Transformers
Safetensors
Spanish
text-generation-inference
unsloth
qwen3
trl

Qwen3-8B Gastronomía Hispana DPO LoRA

A specialized culinary assistant for Hispanic gastronomy, fine-tuned with Direct Preference Optimization (DPO)

Model Description

This LoRA adapter transforms Qwen3-8B-Instruct into an expert culinary assistant specialized in Hispanic and Latino cuisine.
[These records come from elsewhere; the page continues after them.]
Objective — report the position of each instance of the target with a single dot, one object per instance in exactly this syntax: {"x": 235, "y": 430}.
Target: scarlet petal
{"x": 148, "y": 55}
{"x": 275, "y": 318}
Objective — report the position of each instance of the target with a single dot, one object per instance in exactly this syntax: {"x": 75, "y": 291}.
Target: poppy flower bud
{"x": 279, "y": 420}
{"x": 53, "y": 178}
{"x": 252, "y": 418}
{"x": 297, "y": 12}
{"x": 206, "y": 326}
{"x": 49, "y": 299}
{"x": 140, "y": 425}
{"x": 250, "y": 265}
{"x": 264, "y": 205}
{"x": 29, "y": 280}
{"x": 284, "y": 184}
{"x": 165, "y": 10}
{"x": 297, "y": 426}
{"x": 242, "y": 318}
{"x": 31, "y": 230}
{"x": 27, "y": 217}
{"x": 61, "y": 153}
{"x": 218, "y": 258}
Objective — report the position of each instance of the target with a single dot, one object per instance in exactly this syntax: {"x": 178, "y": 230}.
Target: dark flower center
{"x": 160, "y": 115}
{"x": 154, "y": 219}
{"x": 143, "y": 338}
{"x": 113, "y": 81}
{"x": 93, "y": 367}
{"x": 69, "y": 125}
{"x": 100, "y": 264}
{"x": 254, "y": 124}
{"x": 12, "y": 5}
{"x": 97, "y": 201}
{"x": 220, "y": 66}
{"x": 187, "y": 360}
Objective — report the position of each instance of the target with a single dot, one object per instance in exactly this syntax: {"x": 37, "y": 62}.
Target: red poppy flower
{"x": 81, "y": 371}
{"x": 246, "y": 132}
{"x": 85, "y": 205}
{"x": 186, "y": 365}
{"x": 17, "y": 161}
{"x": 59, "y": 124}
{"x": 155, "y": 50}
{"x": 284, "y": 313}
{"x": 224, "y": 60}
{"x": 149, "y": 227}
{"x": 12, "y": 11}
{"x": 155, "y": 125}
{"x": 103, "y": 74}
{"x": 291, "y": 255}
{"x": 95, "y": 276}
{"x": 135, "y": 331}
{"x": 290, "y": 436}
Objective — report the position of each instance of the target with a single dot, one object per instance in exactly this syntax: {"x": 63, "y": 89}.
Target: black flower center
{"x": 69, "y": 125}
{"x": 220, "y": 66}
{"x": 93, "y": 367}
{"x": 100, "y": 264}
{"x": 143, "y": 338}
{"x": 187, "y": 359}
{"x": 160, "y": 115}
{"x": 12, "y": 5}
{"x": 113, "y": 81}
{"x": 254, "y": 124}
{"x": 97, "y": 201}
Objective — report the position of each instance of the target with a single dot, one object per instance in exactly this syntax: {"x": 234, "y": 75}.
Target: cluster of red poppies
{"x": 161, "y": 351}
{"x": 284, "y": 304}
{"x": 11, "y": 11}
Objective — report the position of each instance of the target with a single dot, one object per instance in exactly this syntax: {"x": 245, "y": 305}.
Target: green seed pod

The model has been fine-tuned using Direct Preference Optimization (DPO) to provide high-quality, culturally authentic responses about cooking techniques, ingredients, and traditional recipes from Spanish-speaking countries.

Key Features

  • 🥘 Specialized Knowledge: Expert-level understanding of Hispanic/Latino culinary traditions
  • 🔧 DPO Training: Enhanced response quality through preference optimization
  • 🌍 Cultural Authenticity: Respects traditional cooking methods and regional variations
  • 📚 Comprehensive Coverage: Ingredients, techniques, recipes, and cultural context
  • 🇪🇸 Spanish Language: Native Spanish culinary terminology and explanations

Base Model

  • Architecture: Qwen3-8B-unsloth-bnb-4bit
  • Quantization: 4-bit (BNB)
  • Chat Template: ChatML format
  • Context Length: 2,500 tokens

Training Details

DPO Configuration

  • Method: Direct Preference Optimization
  • Beta: 0.1 (KL regularization parameter)
  • Epochs: 3
  • Learning Rate: 5e-6
  • Scheduler: Cosine with 3% warmup

LoRA Configuration

  • Rank (r): 64
  • Alpha: 64
  • Dropout: 0.0
  • Target Modules: q_proj, k_proj, v_proj, o_proj, gate_proj, up_proj, down_proj
  • RSLoRA: Enabled for rank stabilization

Training Infrastructure

  • Batch Size: 32 (4 per device × 8 gradient accumulation steps)
  • Optimizer: AdamW 8-bit
  • Weight Decay: 0.01
  • Max Gradient Norm: 1.0
  • Training Time: ~5.4 hours

Dataset

  • Source: somosnlp-hackathon-2025/gastronomia-hispana-dpo
  • Size: 7,092 preference pairs
  • Split: 95% train, 5% evaluation
  • Format: DPO preference pairs (chosen vs rejected responses)

Usage

Loading the Model

from unsloth import FastLanguageModel
from unsloth.chat_templates import get_chat_template

# Load model and tokenizer
model, tokenizer = FastLanguageModel.from_pretrained(
    model_name="somosnlp-hackathon-2025/Qwen3-8B-gastronomia-hispana-dpo-LoRA",
    max_seq_length=2500,
    dtype=None,
    load_in_4bit=True,
)

# Setup chat template
tokenizer = get_chat_template(
    tokenizer,
    chat_template="chatml",
    mapping={"role": "role", "content": "content", "user": "user", "assistant": "assistant"},
    map_eos_token=True,
)

# Enable inference mode
FastLanguageModel.for_inference(model)

Inference Example

from transformers import TextStreamer

# Prepare conversation
messages = [
    {"role": "user", "content": "¿Cómo preparo el encebollado ecuatoriano tradicional?"}
]

# Tokenize input
inputs = tokenizer.apply_chat_template(
    messages,
    tokenize=True,
    add_generation_prompt=True,
    return_tensors="pt",
).to("cuda")

# Generate response
text_streamer = TextStreamer(tokenizer)
_ = model.generate(
    input_ids=inputs, 
    streamer=text_streamer, 
    max_new_tokens=512, 
    use_cache=True,
    do_sample=True,
    temperature=0.7,
    top_p=0.95
)

Alternative Loading (HF Transformers)

from peft import AutoModelForPeftCausalLM
from transformers import AutoTokenizer

model = AutoModelForPeftCausalLM.from_pretrained(
    "somosnlp-hackathon-2025/Qwen3-8B-gastronomia-hispana-dpo-LoRA",
    load_in_4bit=True,
)
tokenizer = AutoTokenizer.from_pretrained(
    "somosnlp-hackathon-2025/Qwen3-8B-gastronomia-hispana-dpo-LoRA"
)

Example Interactions

Ingredient Expertise

User: "¿Qué tipo de harina se utiliza para hacer los crackers de los canapés con crema de salmón?"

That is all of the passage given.